Des résidences en bois blanc, comme sa propre demeure, étaient dérangées en cette nuit de remise des prix des académiciens. Les cloches d'alertes chantaient dans les différents postes de la garde régulière, non loin d'ici. Racontant à tout Héméra les crimes de Gabriel et son parasite. Le soldat et Gisèle, la nouvelle veuve, avaient sûrement alerté les secours au poste de garde le plus proche. Ainsi, tous les soldats disponibles se dispersaient, ponctués par les aboiements des chiens qui pistaient le fuyard Gabriel De Justinier, auteur d'un fratricide, d'un parricide et du meurtre de demoiselle Varguas, la fille du légat terrenum.

Gabriel courrait. Il fuyait instinctivement la garde et le lieu de tous ces crimes impardonnables. Mais son esprit se trouvait ailleurs. Oui, il était toujours resté dans la demeure De Justinier, à ressasser sans arrêt les trois meurtres qu'il avait commis. Des meurtres impardonnables, injustifiables, malgré sa double personnalité.

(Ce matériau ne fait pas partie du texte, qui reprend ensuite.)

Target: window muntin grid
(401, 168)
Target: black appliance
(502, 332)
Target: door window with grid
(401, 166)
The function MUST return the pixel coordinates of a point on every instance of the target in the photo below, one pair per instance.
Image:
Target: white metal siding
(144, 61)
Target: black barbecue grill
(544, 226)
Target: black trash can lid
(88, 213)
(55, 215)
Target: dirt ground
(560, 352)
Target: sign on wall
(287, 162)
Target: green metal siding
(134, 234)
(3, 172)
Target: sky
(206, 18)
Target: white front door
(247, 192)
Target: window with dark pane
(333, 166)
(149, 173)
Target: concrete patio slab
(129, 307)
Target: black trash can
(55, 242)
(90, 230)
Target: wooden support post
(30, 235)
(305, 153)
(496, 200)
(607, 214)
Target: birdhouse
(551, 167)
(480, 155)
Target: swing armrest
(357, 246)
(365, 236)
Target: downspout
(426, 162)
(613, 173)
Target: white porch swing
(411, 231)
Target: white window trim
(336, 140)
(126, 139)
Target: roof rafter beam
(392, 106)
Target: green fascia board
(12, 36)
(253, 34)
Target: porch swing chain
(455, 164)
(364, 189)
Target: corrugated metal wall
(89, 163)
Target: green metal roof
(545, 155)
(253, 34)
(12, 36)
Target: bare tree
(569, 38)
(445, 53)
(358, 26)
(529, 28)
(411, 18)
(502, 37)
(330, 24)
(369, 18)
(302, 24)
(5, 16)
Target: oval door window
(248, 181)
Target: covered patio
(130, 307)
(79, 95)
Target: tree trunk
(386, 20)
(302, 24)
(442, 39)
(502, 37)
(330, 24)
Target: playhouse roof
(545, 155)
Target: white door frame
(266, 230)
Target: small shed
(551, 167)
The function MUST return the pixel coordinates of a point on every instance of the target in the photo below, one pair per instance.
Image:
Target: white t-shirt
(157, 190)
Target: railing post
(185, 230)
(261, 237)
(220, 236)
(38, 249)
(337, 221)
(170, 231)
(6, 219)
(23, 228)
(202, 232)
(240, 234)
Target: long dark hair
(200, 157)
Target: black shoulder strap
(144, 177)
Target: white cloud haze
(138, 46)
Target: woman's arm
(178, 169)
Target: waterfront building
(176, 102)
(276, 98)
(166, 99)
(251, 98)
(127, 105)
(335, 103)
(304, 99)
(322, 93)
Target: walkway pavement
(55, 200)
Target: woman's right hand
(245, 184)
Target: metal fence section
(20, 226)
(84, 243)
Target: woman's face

Gabriel... que... qu'as-tu fait ?

Il ressassait indéfiniment les dernières paroles de son père envers lui, comme un bourdonnement incessant qui pointait de son doigt accusateur, le coupable aux yeux bleu-gris. Ces cinq mots qui le hanteraient toute sa vie.

Si tant est qu'il survive à cette nuit. Cela s'avérerait difficile, mais au fond, il s'en fichait. Il méritait la potence. Pire même. Il le pensait en revivant le jugement dans le regard attristé de son défunt paternel. Il avait hésité mille fois dans le quart d'heure qui suivit sa fuite à arrêter son évasion et se rendre.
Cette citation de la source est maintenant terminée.